I look, walk, talk, think, speak, hear, and see, more like the disabilists in any of these incidents than the victim.
And that's exactly why it's my problem. Because if I'm not afraid to speak up and speak out against people who look, walk, talk, and act like me, in defense of someone who doesn't, it sets an example for others. If one able-bodied person sitting on a committee for an event says, "Let's get in touch with the local disability community and see what they suggest in terms of accessiblity and accomodations," next time, maybe it's the guy sitting next to her who speaks up and remembers that the disability community wants, "Nothing about us without us," and that this is a perfectly reasonable request.
Maybe the father saying the r-word when he sees a price increase in the grocery store isn't listening when you tell him that word offends you, but maybe his daughter or son is.
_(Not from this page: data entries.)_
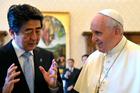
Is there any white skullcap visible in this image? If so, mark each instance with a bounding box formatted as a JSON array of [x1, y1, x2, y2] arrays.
[[99, 9, 123, 25]]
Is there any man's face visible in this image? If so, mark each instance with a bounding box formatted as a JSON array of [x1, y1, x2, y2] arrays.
[[68, 60, 74, 67], [91, 14, 115, 52], [13, 20, 41, 51]]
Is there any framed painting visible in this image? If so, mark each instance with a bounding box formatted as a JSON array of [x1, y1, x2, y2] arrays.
[[39, 12, 70, 58]]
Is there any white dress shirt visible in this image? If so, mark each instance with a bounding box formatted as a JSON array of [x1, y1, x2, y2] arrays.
[[12, 40, 34, 74]]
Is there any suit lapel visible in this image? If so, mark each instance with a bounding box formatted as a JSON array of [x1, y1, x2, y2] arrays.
[[6, 41, 29, 90]]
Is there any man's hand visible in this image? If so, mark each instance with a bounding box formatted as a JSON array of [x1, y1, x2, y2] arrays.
[[67, 85, 73, 91], [2, 64, 20, 93], [39, 60, 58, 88]]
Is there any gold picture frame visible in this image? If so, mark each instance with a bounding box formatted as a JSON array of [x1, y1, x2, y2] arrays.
[[42, 11, 70, 58]]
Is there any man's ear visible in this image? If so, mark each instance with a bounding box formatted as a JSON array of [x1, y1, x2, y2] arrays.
[[9, 29, 15, 38], [113, 26, 122, 35]]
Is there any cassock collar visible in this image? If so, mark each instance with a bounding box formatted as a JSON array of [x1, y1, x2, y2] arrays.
[[105, 36, 127, 55]]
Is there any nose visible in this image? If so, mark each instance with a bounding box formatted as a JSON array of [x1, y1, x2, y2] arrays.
[[31, 31, 39, 40], [92, 33, 97, 43]]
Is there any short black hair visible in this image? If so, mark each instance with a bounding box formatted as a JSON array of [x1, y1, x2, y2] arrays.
[[7, 4, 43, 33]]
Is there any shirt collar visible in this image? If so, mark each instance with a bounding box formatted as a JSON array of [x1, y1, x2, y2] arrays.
[[12, 39, 33, 57], [105, 36, 127, 55]]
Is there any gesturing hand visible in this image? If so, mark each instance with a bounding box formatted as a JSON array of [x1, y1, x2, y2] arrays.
[[2, 64, 20, 93], [39, 60, 57, 88]]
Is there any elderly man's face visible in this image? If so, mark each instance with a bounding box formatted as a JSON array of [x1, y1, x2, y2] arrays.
[[91, 14, 115, 52]]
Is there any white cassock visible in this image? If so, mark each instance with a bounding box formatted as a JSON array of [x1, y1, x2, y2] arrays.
[[74, 37, 140, 93]]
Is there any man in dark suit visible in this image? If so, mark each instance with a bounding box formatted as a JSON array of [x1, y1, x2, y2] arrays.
[[0, 4, 63, 93], [62, 58, 80, 93]]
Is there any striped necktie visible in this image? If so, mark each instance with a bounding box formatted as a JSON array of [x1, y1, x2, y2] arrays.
[[23, 52, 34, 93]]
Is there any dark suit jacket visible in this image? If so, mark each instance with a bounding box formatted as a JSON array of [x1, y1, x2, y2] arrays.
[[0, 41, 63, 93], [62, 68, 80, 93]]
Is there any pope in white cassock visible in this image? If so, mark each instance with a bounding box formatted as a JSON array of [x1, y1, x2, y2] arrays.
[[74, 9, 140, 93]]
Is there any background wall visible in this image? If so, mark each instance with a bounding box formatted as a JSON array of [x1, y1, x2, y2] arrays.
[[0, 0, 140, 67]]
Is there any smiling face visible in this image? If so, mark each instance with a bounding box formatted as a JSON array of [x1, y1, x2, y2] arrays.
[[11, 20, 41, 51], [91, 14, 121, 53]]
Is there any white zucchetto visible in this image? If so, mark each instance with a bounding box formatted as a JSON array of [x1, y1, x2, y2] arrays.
[[98, 9, 123, 25]]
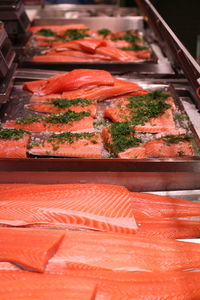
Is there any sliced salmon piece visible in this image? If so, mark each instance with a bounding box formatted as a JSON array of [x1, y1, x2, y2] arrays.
[[0, 129, 30, 158], [29, 24, 87, 33], [25, 99, 97, 118], [0, 271, 96, 300], [71, 38, 106, 56], [3, 110, 94, 132], [38, 69, 114, 95], [23, 80, 46, 93], [95, 47, 133, 62], [102, 122, 142, 158], [45, 48, 110, 61], [0, 183, 137, 233], [136, 218, 200, 239], [49, 231, 200, 272], [131, 192, 200, 220], [63, 79, 145, 101], [144, 139, 194, 157], [28, 132, 103, 158], [0, 228, 64, 272]]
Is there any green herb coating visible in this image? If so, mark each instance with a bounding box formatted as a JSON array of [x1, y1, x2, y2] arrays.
[[108, 122, 142, 157], [126, 91, 171, 125], [159, 134, 191, 144], [0, 129, 30, 140]]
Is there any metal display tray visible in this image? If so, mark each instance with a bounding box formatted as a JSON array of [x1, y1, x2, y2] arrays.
[[19, 16, 174, 74], [0, 70, 200, 186]]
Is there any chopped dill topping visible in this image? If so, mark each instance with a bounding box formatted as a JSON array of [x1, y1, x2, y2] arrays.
[[107, 122, 142, 157], [0, 129, 30, 140], [16, 115, 41, 124], [126, 91, 171, 125], [48, 132, 96, 144], [37, 29, 55, 36], [174, 113, 187, 121], [97, 28, 111, 36], [65, 29, 89, 41], [43, 110, 90, 124], [158, 134, 191, 144], [51, 98, 92, 108]]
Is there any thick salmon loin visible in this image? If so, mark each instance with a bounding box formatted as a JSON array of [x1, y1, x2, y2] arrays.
[[0, 271, 96, 300], [28, 132, 103, 158], [47, 231, 200, 272], [0, 184, 137, 233], [63, 79, 147, 101], [25, 98, 96, 118], [27, 69, 114, 96], [3, 109, 94, 132], [0, 227, 64, 272]]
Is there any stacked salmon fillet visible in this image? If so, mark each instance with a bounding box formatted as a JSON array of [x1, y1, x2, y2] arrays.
[[0, 184, 200, 300], [30, 24, 151, 63], [0, 69, 194, 159]]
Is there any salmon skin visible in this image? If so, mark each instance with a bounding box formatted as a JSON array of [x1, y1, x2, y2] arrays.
[[118, 132, 194, 158], [0, 228, 64, 272], [25, 98, 96, 118], [0, 129, 30, 158], [0, 271, 96, 300], [3, 110, 94, 132], [24, 69, 114, 96], [48, 231, 200, 272], [131, 192, 200, 220], [28, 132, 103, 158], [0, 184, 137, 233], [63, 79, 147, 101]]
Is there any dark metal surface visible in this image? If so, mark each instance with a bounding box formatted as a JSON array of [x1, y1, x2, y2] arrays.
[[136, 0, 200, 104], [20, 17, 174, 75], [0, 168, 200, 192]]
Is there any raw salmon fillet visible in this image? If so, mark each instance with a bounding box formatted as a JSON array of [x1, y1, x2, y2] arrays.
[[0, 271, 96, 300], [25, 99, 96, 118], [0, 228, 64, 272], [28, 132, 103, 158], [131, 192, 200, 218], [0, 184, 137, 233], [136, 217, 200, 239], [63, 79, 146, 101], [38, 69, 114, 96], [0, 129, 30, 158], [48, 231, 200, 272], [3, 110, 94, 132]]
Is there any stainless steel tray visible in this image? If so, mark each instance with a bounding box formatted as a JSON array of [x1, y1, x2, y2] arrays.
[[0, 70, 200, 183], [20, 16, 174, 74]]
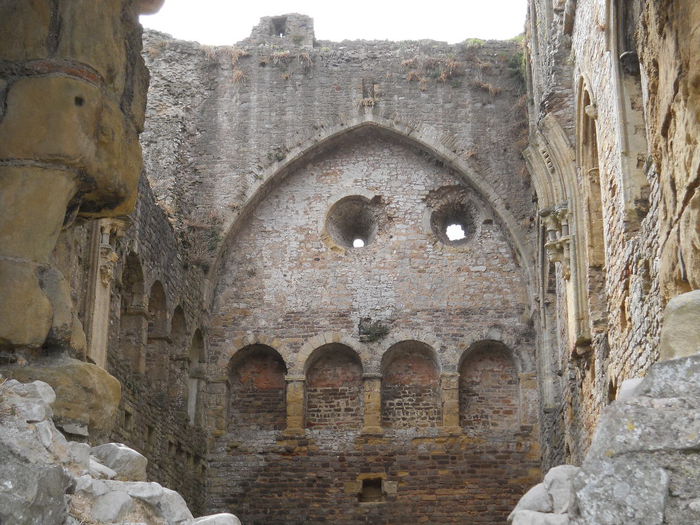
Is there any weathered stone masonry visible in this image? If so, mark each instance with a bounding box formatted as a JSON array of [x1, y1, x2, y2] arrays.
[[0, 4, 700, 524]]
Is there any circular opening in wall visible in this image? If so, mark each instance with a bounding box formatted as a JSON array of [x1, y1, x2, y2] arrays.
[[430, 202, 476, 245], [326, 195, 380, 248], [445, 224, 466, 242]]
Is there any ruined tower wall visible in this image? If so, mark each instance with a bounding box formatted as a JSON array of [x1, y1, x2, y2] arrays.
[[526, 1, 698, 464], [208, 128, 539, 523], [143, 25, 532, 278], [133, 15, 539, 523]]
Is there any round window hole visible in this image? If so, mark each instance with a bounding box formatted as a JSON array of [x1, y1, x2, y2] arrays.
[[326, 195, 381, 248], [430, 200, 476, 245], [445, 224, 466, 242]]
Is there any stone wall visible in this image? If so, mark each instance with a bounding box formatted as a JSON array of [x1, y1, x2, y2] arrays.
[[191, 42, 539, 523], [525, 1, 698, 465]]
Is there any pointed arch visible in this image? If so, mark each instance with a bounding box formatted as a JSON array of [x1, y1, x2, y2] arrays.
[[204, 115, 534, 304]]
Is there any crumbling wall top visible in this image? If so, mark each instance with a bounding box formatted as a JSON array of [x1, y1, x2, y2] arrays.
[[250, 13, 315, 47]]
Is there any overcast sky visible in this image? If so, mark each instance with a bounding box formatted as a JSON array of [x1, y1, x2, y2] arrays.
[[141, 0, 527, 45]]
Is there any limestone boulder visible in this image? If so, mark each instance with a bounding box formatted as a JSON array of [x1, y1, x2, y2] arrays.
[[90, 490, 134, 523], [511, 510, 569, 525], [508, 483, 552, 523], [659, 290, 700, 361], [192, 513, 241, 525], [0, 357, 121, 442], [157, 487, 193, 525], [0, 443, 71, 525], [89, 456, 117, 479], [90, 443, 148, 481], [637, 355, 700, 402], [544, 465, 581, 514], [574, 456, 669, 525]]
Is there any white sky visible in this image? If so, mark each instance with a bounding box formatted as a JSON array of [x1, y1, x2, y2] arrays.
[[141, 0, 527, 45]]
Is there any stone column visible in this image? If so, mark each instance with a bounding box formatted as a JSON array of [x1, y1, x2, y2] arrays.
[[0, 0, 159, 360], [0, 0, 160, 442], [205, 377, 231, 438], [362, 374, 384, 434], [85, 219, 125, 368], [440, 372, 462, 434], [284, 375, 306, 436]]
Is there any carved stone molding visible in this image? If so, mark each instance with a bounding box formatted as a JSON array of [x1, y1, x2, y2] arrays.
[[540, 204, 571, 279]]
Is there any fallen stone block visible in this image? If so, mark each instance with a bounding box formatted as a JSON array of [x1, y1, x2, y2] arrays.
[[90, 443, 148, 481]]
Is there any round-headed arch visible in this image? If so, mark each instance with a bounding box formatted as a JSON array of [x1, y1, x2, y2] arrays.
[[381, 339, 441, 377], [228, 344, 287, 432], [205, 115, 535, 303]]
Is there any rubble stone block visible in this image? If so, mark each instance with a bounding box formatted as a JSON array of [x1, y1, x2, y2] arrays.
[[90, 443, 148, 481], [0, 0, 52, 60], [659, 290, 700, 361]]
Disabilism is everyone's problem, because it's a human problem. Disability is as human as hair color or the common cold. Like the common cold, most people will eventually have a disability, whether age related, injury-related, temporary or permanent. Like hair color, it's also a type of natural, human diversity.
Disabilism is your problem, whether you're reading this as a member of the disability community, as an able-bodied ally, or as a stranger who stumbled across this, because it's a human problem. It's my problem, your problem, and everybody's problem. Take a small step today to own that problem, to deal with it by bringing it into the light rather than sweeping it under the rug.
Add the words "disabilism" and "disabilist" to your vocabulary and to your computer's spell-checker, and start being unafraid to use those words. One small step to create the language that should have been in the news articles about Brent Martin's murder. One small step toward a world where we'll never need to use those words.